Model Comparison — Watch History (4-Tier Artifact Set)¶
Purpose: Compare output quality of two models on the same feature (Watch History), across the full pipeline PRD → ADR → Spec → Plan. Feature: Watch History for the Funny Movies video app. Date: 2026-06-01 Author: nguyenhuuca
| Tier | Baseline (sibling model) | Opus 4.8 |
|---|---|---|
| PRD | docs/prd/PRD-watch-history.md |
docs/prd/PRD-watch-history-opus.md |
| ADR | docs/adr/0013-watch-history-design.md |
docs/adr/0014-watch-history-design-opus.md |
| Spec | docs/specs/spec-watch-history.md |
docs/specs/spec-watch-history-opus.md |
| Plan | docs/plans/plan-watch-history.md |
docs/plans/plan-watch-history-opus.md |
Both sets describe the identical feature with the same template at each tier. Differences below are content quality, not template differences.
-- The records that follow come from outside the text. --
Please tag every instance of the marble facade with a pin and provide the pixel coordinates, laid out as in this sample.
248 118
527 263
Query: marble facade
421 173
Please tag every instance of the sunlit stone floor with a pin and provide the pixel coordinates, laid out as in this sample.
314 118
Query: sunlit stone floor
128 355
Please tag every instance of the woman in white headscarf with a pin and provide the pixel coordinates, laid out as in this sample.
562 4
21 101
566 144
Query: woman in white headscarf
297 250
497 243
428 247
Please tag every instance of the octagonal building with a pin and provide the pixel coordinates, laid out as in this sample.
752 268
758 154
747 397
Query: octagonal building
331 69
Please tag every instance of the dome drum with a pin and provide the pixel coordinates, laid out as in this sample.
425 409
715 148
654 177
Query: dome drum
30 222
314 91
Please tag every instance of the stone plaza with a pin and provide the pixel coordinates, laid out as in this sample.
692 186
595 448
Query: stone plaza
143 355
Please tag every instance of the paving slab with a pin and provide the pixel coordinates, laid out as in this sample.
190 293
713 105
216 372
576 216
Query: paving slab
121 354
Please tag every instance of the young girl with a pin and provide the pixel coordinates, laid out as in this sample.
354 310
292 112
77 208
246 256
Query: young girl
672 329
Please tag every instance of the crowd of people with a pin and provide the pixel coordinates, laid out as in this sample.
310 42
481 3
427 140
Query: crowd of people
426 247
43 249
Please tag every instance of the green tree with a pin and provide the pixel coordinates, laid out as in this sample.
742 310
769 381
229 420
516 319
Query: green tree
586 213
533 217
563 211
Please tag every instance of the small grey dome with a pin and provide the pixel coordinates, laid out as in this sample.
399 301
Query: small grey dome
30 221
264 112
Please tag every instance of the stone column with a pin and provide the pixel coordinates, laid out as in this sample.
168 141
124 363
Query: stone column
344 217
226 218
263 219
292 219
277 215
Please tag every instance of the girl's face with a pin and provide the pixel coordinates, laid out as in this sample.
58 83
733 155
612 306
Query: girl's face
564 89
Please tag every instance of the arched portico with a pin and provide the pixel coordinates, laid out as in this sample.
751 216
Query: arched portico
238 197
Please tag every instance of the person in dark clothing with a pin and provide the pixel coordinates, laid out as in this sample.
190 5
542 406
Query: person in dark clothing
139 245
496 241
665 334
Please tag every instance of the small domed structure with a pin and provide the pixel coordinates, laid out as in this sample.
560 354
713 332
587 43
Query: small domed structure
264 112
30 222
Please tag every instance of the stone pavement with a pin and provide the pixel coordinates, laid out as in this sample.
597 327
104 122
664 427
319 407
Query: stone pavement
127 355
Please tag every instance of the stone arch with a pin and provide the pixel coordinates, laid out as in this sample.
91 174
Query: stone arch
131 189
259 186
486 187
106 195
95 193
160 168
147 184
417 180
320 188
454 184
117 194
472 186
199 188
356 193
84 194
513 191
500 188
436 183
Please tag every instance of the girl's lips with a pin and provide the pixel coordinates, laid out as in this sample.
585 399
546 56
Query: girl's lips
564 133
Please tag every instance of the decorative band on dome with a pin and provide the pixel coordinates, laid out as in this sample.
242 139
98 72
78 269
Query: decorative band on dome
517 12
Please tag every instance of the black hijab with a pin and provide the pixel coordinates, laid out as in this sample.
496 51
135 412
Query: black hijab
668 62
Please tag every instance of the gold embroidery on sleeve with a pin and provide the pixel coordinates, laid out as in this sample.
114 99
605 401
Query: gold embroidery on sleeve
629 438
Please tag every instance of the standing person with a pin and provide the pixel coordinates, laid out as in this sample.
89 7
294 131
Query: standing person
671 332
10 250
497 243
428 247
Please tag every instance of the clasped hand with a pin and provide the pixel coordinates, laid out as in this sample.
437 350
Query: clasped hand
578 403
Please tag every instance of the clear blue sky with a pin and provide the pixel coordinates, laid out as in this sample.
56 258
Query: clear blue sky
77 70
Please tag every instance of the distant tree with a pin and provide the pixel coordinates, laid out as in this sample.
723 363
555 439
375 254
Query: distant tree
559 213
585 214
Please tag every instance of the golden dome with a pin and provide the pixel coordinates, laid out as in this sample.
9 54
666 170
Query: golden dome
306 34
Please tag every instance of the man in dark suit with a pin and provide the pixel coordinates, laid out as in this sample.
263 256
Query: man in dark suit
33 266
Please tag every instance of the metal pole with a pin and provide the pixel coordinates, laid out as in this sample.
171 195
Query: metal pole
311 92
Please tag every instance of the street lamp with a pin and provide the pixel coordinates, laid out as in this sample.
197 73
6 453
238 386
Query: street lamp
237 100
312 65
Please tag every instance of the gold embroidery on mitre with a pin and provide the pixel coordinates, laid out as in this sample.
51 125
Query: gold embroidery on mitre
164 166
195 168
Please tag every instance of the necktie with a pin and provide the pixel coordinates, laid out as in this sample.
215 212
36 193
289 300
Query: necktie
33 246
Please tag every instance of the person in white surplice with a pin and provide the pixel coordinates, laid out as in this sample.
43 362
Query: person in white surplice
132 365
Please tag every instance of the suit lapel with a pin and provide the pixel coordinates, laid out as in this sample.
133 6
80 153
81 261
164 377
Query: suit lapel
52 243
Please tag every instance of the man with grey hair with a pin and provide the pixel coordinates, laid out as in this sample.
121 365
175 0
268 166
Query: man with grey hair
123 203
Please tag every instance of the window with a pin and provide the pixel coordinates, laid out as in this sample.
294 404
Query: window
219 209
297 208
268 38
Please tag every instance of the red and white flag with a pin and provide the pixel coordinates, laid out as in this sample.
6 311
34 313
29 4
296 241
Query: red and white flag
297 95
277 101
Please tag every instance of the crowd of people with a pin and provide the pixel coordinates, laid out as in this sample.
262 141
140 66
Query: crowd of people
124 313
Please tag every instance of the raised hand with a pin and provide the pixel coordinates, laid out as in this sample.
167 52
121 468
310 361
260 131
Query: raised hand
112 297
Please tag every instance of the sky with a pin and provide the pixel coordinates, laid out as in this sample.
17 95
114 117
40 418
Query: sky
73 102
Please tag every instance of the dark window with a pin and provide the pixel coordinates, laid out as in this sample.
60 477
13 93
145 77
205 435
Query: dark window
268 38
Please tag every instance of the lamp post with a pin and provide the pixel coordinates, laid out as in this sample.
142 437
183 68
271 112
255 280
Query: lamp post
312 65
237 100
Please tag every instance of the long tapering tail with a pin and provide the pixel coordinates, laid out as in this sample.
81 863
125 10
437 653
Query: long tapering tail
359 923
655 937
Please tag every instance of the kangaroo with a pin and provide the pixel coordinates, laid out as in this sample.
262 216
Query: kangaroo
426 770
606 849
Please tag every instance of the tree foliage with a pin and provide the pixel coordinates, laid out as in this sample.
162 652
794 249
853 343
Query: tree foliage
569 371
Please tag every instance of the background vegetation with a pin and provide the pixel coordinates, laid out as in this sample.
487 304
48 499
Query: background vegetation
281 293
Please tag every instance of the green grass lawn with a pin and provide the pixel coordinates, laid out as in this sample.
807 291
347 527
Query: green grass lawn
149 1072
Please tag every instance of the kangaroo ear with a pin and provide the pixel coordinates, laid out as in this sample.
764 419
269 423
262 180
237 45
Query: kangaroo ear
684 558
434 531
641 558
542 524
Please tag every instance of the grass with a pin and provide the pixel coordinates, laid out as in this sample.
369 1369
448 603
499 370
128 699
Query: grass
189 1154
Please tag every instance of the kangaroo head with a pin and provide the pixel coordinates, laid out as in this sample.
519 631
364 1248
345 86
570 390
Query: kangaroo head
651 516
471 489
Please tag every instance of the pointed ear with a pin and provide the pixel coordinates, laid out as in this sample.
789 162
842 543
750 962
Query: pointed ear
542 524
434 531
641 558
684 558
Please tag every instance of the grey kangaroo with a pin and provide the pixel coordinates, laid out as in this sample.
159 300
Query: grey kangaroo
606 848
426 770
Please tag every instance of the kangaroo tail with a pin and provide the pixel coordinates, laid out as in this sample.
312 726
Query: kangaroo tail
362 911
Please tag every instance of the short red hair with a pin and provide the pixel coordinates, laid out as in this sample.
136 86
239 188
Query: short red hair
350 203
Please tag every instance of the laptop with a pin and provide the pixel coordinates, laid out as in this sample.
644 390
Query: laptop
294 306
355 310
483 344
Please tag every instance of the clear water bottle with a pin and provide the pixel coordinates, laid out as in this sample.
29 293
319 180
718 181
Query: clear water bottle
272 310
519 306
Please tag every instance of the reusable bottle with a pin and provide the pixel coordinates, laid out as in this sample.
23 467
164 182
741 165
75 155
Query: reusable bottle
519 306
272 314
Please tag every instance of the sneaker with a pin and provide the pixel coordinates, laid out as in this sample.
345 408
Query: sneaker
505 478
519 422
Same clarifying-question flow was followed for the Opus branch.
Executive Summary¶
The two model outputs agree on the core design — fire-and-forget recording, upsert-on-replay, 500-entry cap, client-side badge via an IDs endpoint, ON DELETE SET NULL with an immutable source_video_id. That agreement is itself a signal the design is sound.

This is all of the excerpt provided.